Background: Chronic and acute infections are associated with an increased risk of stroke. The inflammatory response can be influenced by functional polymorphisms in components of the immune system. We hypothesized that these polymorphisms may also modulate the risk of ischemic cerebrovascular events.
Methods: We determined the frequency of polymorphisms in tumor necrosis factor-alpha[(TNF-alpha) G(-376)A, G(-244)A, G(-238)A, G(-308)A], Toll-like receptor 4 [(TLR4) Gly299Asp and Thr399Ile], interleukin-1-receptor antagonist [(IL-1-RA) intron 2 variable-number tandem repeat], monocyte differentiation antigen CD14 receptor C(-260)T, and interleukin-6 [(IL-6) G(-174)C] genes in 404 patients with acute stroke or transient ischemic attack before the age of 60 years and in 415 healthy individuals. We also tested for interactions between genotypes, recent febrile episodes and stroke risk.

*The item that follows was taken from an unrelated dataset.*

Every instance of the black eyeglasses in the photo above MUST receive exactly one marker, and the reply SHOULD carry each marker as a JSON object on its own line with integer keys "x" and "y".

Results: None of the polymorphisms was associated with an increased risk of stroke after adjustment for age and gender. Following multivariate adjustment, carriers of the TNF-alpha (-308)A allele, the IL-1-RA 2* allele or the IL-6 (-174)C allele appeared to have an increased risk of stroke in association with a febrile episode prior to strokes.
Conclusion: In our study none of the investigated polymorphisms of the inflammatory system was associated with the risk of acute cerebrovascular events before the age of 60 years. However, post-hoc analyses indicate that some polymorphisms seem to contribute to the risk of stroke in combination with fever.